Namibia’s current account deficit deteriorated to 14.1% of GDP in 2015, from 8.9% in 2013, and well above the BBB category median of 1.3%. However, much of the deficit has been financed by external borrowing from parent mining companies, reducing external vulnerabilities, reported Fitch.

Merchandise exports should start to grow in the coming years, as big mining projects come online. Moreover, imports should fall as capital goods demand decreases (data for the first half of 2016 already shows a slowdown in all import categories). Fitch expects the current account deficit to narrow to 6.9% of GDP by 2018. Foreign exchange reserves increased to around 3.4 months of import cover by mid-2016, although this is still below the peer median of 5.7%.

Speaking at the Organisation of Eastern and Southern Africa Insurers (OESAI) annual conference in Swakopmund, the finance minister, the Honourable Calle Schlettwein, said there had been some misunderstanding around the rating action as the news broke.

He told delegates: “What is important is that Fitch affirmed the sovereign rating and investment rating, which is still an investment grade rating.

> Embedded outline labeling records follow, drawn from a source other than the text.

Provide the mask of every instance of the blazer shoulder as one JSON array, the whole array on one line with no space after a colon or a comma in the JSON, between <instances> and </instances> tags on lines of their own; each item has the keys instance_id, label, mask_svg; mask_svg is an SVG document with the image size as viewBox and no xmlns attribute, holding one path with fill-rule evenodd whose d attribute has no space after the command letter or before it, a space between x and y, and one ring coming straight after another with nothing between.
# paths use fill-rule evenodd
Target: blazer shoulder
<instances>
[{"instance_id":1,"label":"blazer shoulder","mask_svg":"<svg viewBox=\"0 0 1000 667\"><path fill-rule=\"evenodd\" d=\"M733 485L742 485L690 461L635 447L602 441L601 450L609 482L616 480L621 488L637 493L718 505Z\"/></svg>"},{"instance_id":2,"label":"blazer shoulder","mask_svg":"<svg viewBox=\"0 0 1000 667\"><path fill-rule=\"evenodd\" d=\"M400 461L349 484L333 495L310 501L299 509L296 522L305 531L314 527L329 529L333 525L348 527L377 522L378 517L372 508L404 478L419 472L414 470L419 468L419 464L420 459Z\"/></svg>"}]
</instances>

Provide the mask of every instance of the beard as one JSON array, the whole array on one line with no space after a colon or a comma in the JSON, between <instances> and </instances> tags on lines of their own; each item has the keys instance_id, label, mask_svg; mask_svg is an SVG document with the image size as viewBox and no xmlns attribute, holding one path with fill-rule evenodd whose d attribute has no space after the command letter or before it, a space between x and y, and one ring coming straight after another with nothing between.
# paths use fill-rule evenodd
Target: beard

The word downgrade has been misused, or misunderstood. It is not a downgrade but a change in outlook from stable to negative.

“As outlined by Fitch, it was based on a number of factors. Namibia does not operate in a vacuum and the current challenging global outlook, with depressed commodity prices and [the state of play for] our neighbours [all played a part].”

The minister assured delegates that the government was taking action, which he believed would strengthen Namibia’s position going forward.

He also pointed to the importance of financial services within the economy as a whole, saying insurance remains one of the key contributors to GPD and helps power economic growth, as well as provide employment.

Fitch said: “A major reform – the New Equitable Economic Empowerment Framework – was announced by the president at the beginning of the year and seeks to increase the involvement of previously disadvantaged citizens in the private sector. While lacking in details, it is likely that the law will be approved by parliament (although the Supreme Court might end up blocking it). This has caused some unease in the business community and could slow down foreign investment in manufacturing and services.”

The minister, Mr Schlettwein, also referred to the “unequal society we have in Namibia” and the need to increase access to insurance for the most vulnerable. He pointed to the success of Namib Re and said: “I see the insurance industry as a key partner with government but more can be done by the industry to promote itself.

“Insurance penetration rates in Africa remain very low – in some countries below 1%. This means the majority of people are still excluded from accessing insurance. The status quo has to be changed. Insurance companies have to offer more innovative products, targeting more groups, especially the low income groups,” he added.

Overall, however, he said: “With a large young population, Africa still holds the key to global growth prospects, which means any company that wants to survive and grow will be looking to Africa.”